Mexico City, 6 June 1997
A foretaste of a new world in Jesus Forsaken and the Eucharist
In Hebrew-Christian revelation the world is seen as the creation of God, of a personal God, and therefore destined to have a lasting relationship with him.
Thus, the world has a value in and of itself as well as its own autonomy, which becomes effective in the history of that personal subject which is the human being who has been endowed with the gift of dialoguing directly with God and with other human beings. What is more, the world finds its eschatological fulfillment in the person of the Word incarnate and risen, the only You of the Father, who recapitulates all in himself.
Then, according to Revelation, the world should be seen as filled with the presence of God in his Word, through the Spirit.
In the history of Western society, this Christian concept of the world has gradually replaced the mythological vision. In the process, however, the Christian conception has been marked by a cultural crisis that in these times has given rise to various phenomena such as secularism, post-modernism, and the loss of the sacred.
Consequently, we no longer understand how God can fill the world with himself. For people of Western societies, the world has gradually become empty of meaning. And the same holds true, according to some schools of thought, for time and history.
Gone is the intelligence of love capable of grasping the truth and beauty of creation from its origins, from God who contains it and nourishes it with himself. Instead, it has been replaced by a skeptical and cold rationality that moves among things without penetrating into their deepest roots.
The groaning of creation, of which St. Paul speaks (Rm 8:22), seems no longer to be heard. It has been covered by what Heidegger called the “idle chatter of existence,” and therefore of an “inauthentic” culture.1
Are we up against an irreversible crisis?
Or rather the slow coming to birth of a new world?
Here, too, Jesus forsaken provides a light for understanding and living the meaning of this drama.
Jesus forsaken experienced in himself and took upon himself the non-being of all those separated from the source of being: he took upon himself the “vanity of vanities” (Eccl 1:2).
Out of love, he made his own this non-being that we can call negative and transformed it into himself, into the positive non-being that is love, as revealed in the resurrection. Jesus forsaken made the Holy Spirit overflow into creation, thus becoming “mother” of the new creation.
Certainly, this event is still in the process of developing: but in the risen Christ, and in Mary assumed into heaven with him, it is already accomplished.
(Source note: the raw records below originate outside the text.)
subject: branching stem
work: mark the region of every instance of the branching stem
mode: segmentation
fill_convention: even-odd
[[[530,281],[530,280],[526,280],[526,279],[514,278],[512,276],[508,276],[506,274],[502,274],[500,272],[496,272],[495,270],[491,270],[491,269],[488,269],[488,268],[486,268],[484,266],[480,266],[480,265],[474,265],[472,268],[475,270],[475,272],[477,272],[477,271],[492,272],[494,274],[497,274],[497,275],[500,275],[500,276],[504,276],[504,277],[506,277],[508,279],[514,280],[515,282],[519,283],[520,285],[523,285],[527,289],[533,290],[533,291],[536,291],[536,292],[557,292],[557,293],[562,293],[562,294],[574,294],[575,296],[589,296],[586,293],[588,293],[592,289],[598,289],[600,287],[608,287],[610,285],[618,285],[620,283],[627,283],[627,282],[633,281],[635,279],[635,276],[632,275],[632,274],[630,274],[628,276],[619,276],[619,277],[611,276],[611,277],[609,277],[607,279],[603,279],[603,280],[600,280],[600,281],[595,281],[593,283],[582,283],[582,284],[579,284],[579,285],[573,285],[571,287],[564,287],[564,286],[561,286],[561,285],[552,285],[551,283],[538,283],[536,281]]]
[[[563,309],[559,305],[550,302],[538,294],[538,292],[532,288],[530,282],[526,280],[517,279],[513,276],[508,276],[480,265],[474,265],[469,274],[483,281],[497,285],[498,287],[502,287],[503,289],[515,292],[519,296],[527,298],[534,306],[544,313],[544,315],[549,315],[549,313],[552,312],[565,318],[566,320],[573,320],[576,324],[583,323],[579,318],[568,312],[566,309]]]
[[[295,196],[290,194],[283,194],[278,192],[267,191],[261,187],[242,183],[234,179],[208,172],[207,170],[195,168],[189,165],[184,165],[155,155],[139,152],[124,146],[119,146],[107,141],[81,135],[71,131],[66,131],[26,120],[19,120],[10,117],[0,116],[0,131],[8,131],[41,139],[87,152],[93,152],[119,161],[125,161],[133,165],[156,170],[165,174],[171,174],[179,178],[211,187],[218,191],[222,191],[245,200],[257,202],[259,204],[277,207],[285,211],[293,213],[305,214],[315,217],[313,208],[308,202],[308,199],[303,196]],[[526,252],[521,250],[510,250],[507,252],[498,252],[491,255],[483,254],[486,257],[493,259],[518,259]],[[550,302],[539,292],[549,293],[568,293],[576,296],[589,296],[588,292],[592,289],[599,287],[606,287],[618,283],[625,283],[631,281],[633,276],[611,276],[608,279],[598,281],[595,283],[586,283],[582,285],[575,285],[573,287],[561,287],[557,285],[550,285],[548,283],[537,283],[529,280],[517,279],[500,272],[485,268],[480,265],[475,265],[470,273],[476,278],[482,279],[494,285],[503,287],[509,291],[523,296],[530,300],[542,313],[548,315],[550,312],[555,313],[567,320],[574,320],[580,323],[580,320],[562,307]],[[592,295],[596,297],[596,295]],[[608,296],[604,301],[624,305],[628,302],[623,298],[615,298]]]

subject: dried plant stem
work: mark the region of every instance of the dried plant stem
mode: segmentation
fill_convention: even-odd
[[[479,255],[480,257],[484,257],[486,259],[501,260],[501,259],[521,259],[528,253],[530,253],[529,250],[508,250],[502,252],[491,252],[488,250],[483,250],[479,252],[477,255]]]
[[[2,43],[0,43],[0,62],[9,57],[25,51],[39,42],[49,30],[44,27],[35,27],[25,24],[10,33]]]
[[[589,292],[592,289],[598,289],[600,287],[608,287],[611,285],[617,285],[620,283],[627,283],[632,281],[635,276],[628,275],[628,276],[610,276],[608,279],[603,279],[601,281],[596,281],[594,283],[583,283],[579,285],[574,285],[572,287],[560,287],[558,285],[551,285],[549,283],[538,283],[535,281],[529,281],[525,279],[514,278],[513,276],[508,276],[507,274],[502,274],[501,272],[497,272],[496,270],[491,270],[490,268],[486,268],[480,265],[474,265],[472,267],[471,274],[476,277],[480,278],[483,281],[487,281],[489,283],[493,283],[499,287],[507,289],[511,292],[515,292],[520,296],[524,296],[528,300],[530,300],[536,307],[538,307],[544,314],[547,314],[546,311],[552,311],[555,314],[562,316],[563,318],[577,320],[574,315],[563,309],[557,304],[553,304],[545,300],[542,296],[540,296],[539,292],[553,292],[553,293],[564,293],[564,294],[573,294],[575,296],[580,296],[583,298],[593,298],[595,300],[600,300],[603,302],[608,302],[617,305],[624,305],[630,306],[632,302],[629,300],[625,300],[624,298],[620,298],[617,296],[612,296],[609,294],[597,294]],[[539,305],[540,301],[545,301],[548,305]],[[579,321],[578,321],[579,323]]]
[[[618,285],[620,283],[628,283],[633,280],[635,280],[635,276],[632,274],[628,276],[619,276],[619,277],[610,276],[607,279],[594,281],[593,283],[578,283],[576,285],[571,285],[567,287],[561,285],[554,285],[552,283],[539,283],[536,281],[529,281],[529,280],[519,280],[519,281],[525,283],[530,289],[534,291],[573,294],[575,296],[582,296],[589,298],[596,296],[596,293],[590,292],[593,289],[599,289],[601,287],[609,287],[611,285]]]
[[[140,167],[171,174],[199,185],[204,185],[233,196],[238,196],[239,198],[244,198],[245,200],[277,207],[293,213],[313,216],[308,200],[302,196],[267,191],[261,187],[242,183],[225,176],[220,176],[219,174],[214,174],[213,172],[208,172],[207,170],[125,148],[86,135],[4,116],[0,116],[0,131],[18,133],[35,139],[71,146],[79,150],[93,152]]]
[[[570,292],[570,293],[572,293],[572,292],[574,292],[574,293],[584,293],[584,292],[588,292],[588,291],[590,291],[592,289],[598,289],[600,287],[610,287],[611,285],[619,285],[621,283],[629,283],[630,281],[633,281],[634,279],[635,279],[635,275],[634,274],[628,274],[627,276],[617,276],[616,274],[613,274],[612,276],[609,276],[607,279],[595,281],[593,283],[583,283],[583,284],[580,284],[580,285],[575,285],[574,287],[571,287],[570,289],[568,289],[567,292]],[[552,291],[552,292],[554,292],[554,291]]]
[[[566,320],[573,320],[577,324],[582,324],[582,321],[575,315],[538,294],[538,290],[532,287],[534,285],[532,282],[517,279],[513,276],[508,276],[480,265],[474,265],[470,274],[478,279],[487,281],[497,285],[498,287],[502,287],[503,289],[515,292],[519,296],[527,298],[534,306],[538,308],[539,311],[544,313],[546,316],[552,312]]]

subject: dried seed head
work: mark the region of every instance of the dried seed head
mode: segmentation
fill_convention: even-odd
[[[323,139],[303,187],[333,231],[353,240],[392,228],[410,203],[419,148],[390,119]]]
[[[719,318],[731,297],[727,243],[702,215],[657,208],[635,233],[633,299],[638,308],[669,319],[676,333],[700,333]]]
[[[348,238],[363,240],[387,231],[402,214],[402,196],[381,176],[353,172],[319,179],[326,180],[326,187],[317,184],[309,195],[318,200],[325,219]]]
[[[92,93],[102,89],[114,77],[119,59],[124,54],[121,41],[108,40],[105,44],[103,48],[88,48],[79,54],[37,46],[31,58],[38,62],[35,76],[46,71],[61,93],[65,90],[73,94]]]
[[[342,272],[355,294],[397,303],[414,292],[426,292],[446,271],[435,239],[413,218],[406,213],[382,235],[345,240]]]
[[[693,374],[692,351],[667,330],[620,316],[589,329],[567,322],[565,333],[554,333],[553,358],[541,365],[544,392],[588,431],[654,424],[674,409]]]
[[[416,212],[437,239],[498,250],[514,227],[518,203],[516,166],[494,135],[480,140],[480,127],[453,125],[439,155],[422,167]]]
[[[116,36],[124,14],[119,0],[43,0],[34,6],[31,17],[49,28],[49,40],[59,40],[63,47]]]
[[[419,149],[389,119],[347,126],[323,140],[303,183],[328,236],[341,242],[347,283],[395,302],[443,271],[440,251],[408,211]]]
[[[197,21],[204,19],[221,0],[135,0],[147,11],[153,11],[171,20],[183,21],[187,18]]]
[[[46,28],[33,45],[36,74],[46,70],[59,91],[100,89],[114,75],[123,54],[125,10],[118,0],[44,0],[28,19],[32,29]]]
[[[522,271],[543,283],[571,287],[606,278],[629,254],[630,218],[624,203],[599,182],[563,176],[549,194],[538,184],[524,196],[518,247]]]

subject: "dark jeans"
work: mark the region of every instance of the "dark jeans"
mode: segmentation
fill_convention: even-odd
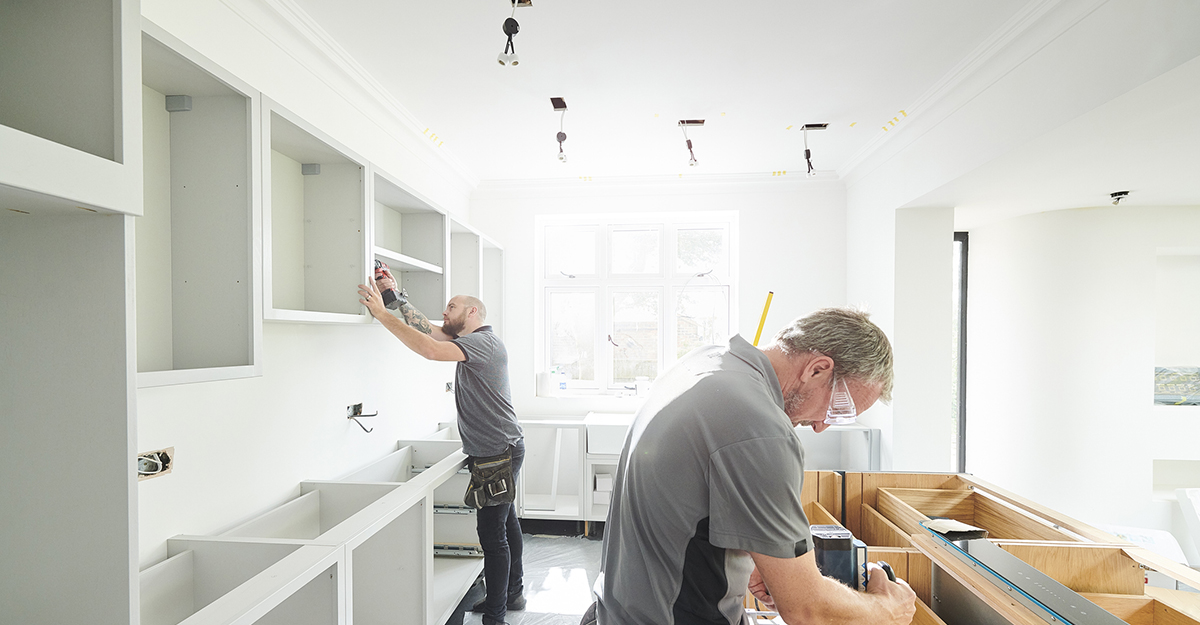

In a certain sense, it is already a reality for the Church, his Mystical Body.
If we live in mutual love, which brings Christ among us, and we are nourished by the Eucharist, which makes us become Christ as a community and as individuals, and therefore Church, we can perceive the penetration of the Spirit of God into the heart of all beings, into each one and into the entire cosmos.
And through the Holy Spirit we intuit the existence of a nuptial relationship between the Uncreated and created because in becoming incarnate, the Word aligned himself with creation thereby divinizing it and recapitulating it in himself.
This wide and majestic vision makes us think of the entrance of all creation one day into the bosom of the Father.
And we can already see several signs.
For example, when we die and our body is consigned to the earth, if it has been nourished by the Eucharist and therefore Christified, can it not be considered Eucharist for nature? This being the case, our body, although apparently transformed into earth, in reality acts mysteriously as a seed for the transfiguration of the cosmos into “new heavens and new earth” (Is 66:22; 2 Pt 3:13).
Certainly, these new heavens and new earth are still far from their full realization, but we can already see them developing in the heart of creation if we look at it with the eyes of the Risen Jesus who lives in us and among us.
This sheds a new light upon and opens up the relationship between people and the world, of which the capacity to transform things through work and technology is just one aspect.
As a result of our experience we feel confident in affirming that the most profound intuitions (whether in the fields of thought, art, science, or of practical projects), when understood in the light of that unity among us by which the presence of the Risen Jesus in our midst makes us participate in his thought (see 1 Cor 2:16), can offer a glimpse into this overflowing of the Spirit of God into all things.
1 Cf. M. HEIDEGGER, Essere e tempo, Milano 1982, cit. in G. REALE – D. ANTISERI, Il pensiero occidentale dalle origini a oggi/3, Brescia 1983, p. 449.
Chiara Lubich
[published in Essential Writings, New City Press, New York 2007, pp. 212-214.]